Question 2.3: Consider a NMOS transistor biased with VGS = 0.65 V and with......
Consider a NMOS transistor biased with \mathrm{V}_{\mathrm{GS}}=0.65 \mathrm{~V} and with the device parameters listed for the 0.18-μm CMOS process in Table 1.5. How much does the drain current change with a 100 mV increase in V_{t n} , 5% decrease in C_{o x}, and 10% decrease in \mu_n?

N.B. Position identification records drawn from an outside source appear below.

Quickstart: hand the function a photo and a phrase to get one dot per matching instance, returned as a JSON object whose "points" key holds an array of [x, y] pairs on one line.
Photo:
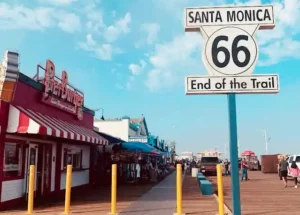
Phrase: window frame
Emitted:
{"points": [[22, 160], [72, 153]]}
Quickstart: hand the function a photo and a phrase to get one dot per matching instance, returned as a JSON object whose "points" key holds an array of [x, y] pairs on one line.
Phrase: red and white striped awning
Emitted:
{"points": [[23, 121]]}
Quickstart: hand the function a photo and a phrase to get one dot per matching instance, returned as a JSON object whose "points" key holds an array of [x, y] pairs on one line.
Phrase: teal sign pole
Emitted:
{"points": [[230, 54], [235, 182]]}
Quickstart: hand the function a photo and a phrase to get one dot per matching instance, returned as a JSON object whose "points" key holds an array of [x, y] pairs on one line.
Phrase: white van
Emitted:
{"points": [[292, 158]]}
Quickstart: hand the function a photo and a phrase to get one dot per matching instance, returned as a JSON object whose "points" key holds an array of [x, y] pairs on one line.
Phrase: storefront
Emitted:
{"points": [[43, 123]]}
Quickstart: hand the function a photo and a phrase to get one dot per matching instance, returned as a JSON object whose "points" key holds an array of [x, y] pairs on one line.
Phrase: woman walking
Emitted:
{"points": [[294, 173], [283, 168], [244, 167]]}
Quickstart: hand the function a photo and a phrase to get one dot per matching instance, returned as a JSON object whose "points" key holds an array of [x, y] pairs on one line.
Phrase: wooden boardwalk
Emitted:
{"points": [[94, 201], [264, 194]]}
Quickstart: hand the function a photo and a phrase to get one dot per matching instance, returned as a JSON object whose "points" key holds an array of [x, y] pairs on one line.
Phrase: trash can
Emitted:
{"points": [[195, 172]]}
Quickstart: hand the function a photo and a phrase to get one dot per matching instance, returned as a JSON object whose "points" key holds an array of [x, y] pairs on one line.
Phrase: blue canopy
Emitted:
{"points": [[139, 147]]}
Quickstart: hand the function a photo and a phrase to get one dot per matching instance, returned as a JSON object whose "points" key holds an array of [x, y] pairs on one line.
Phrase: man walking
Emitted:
{"points": [[244, 168]]}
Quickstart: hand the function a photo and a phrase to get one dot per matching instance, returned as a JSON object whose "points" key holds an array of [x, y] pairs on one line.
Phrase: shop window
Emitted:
{"points": [[13, 156], [73, 157]]}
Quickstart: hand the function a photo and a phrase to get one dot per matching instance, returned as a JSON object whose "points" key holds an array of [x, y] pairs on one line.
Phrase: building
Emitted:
{"points": [[135, 134], [126, 128], [186, 156], [44, 123]]}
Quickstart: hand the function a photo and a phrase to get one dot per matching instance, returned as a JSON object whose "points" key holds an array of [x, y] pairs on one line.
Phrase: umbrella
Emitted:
{"points": [[248, 153]]}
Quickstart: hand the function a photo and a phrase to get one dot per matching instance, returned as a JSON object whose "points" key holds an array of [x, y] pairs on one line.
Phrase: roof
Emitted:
{"points": [[110, 138]]}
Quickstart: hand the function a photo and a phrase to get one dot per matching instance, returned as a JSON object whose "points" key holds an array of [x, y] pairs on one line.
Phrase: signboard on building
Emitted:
{"points": [[60, 94], [9, 72], [138, 139]]}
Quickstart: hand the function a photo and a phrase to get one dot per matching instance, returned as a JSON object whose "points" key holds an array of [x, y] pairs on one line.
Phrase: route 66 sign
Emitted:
{"points": [[230, 47]]}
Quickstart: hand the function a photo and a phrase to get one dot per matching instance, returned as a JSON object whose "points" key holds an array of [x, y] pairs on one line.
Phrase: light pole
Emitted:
{"points": [[267, 139], [225, 151]]}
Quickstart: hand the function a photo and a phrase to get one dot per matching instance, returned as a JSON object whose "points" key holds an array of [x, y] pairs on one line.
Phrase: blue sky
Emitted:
{"points": [[130, 58]]}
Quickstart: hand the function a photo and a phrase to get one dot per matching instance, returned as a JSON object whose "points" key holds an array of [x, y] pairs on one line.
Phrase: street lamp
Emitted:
{"points": [[267, 139], [102, 117]]}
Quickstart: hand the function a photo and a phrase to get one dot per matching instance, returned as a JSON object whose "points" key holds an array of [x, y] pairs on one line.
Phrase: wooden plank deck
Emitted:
{"points": [[264, 194]]}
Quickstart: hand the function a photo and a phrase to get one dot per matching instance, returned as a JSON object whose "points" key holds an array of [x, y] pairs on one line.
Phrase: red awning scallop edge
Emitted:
{"points": [[23, 121]]}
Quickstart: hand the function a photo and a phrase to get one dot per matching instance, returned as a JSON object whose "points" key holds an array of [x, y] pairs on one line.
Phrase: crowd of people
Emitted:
{"points": [[284, 168]]}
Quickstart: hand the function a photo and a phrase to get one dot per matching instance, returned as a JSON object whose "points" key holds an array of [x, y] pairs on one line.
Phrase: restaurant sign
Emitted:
{"points": [[138, 139], [60, 94]]}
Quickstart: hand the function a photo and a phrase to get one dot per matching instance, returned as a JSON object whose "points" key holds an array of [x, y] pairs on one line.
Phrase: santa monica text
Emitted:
{"points": [[220, 16]]}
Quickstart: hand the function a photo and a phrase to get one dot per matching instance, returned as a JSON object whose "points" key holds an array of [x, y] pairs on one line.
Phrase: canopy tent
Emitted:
{"points": [[248, 153], [140, 147]]}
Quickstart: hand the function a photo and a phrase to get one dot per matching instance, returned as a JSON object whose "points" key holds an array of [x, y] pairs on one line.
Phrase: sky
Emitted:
{"points": [[130, 58]]}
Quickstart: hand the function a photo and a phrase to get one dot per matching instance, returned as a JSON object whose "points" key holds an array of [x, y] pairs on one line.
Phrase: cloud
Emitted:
{"points": [[102, 51], [21, 17], [287, 13], [68, 22], [94, 18], [151, 30], [289, 49], [172, 60], [57, 2], [130, 82], [136, 69], [113, 32]]}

| Table 1.5 MOSFET parameters repre sentative of v arious C MOS t echnologies and used for rough hand calculations in this text. | ||||||||
| 0.8 μm | 0.35 μm | 0.18 μm | 45 nm | |||||
| Technology | NMOS | PMOS | NMOS | PMOS | NMOS | PMOS | NMOS | PMOS |
| \mu \mathrm{C}_{\mathrm{ox}}\left(\mu \mathrm{A} / \mathrm{V}^2\right) | 92 | 30 | 190 | 55 | 270 | 70 | 280 | 70 |
| \mathrm{V}_{\mathrm{t} 0}(\mathrm{~V}) | 0.80 | -0.90 | 0.57 | -0.71 | 0.45 | -0.45 | 0.45 | -0.45 |
| \lambda \cdot \mathrm{L}(\mu \mathrm{m} / \mathrm{V}) | 0.12 | 0.08 | 0.16 | 0.16 | 0.08 | 0.08 | 0.10 | 0.15 |
| \mathrm{C}_{\mathrm{ox}}\left(\mathrm{fF} / \mu \mathrm{m}^2\right) | 1.8 | 1.8 | 4.5 | 4.5 | 8.5 | 8.5 | 25 | 25 |
| \mathrm{t}_{\mathrm{ox}}(\mathrm{nm}) | 18 | 18 | 8 | 8 | 5 | 5 | 1.2 | 1.2 |
| n | 1.5 | 1.5 | 1.8 | 1.7 | 1.6 | 1.7 | 1.85 | 1.85 |
| \theta(1 / \mathrm{V}) | 0.06 | 0.135 | 1.5 | 1.0 | 1.7 | 1.0 | 2.3 | 2.0 |
| m | 1.0 | 1.0 | 1.8 | 1.8 | 1.6 | 2.4 | 3.0 | 3.0 |
| \mathrm{C}_{\mathrm{ov}} / \mathrm{W}=\mathrm{L}_{\mathrm{ov}} \mathrm{C}_{\mathrm{ox}} (\mathrm{fF} / \mu \mathrm{m}) | 0.20 | 0.20 | 0.20 | 0.20 | 0.35 | 0.35 | 0.50 | 0.50 |
| \mathrm{C}_{\mathrm{db}} / \mathrm{W} \approx \mathrm{C}_{\mathrm{sb}} / \mathrm{W} (\mathrm{fF} / \mu \mathrm{m}) | 0.50 | 0.80 | 0.75 | 1.10 | 0.50 | 0.55 | 0.45 | 0.50 |
Note that since Table 1.5 indicates a threshold voltage of \mathrm{V}_{\mathrm{tn}}=0.45 \mathrm{~V}, \mathrm{a} \mathrm{V}_{\mathrm{t}} increase of 100 mV represents a 50% decrease in \mathrm{V}_{\mathrm{eff}},\text { from } 200 \mathrm{mV} \text { to } 100 \mathrm{mV} \text {. } Adopting a simple square law device model, a great simplification considering the large process variations present on λ, the nominal device drain current is given by
\mathrm{I}_{\mathrm{D}}=\frac{1}{2} \mu_{\mathrm{n}} \mathrm{C}_{\mathrm{ox}} \frac{\mathrm{W}}{\mathrm{L}} \mathrm{V}_{\mathrm{eff}}^2
Accounting for all of the process variations, the new drain current will be
\mathrm{I}_{\mathrm{D}, \mathrm{new}}=\frac{1}{2}\left(0.9 \mu_{\mathrm{n}}\right)\left(0.95 \mathrm{C}_{\mathrm{ox}}\right) \frac{\mathrm{W}}{\mathrm{L}}\left(0.5 \mathrm{~V}_{\mathrm{eff}}\right)^2=\left(0.9 \cdot 0.95 \cdot 0.5^2\right) \mathrm{I}_{\mathrm{D}}=0.214 \cdot \mathrm{I}_{\mathrm{D}}
representing a 79% decrease in drain current. Much of this is a result of the V_t variation.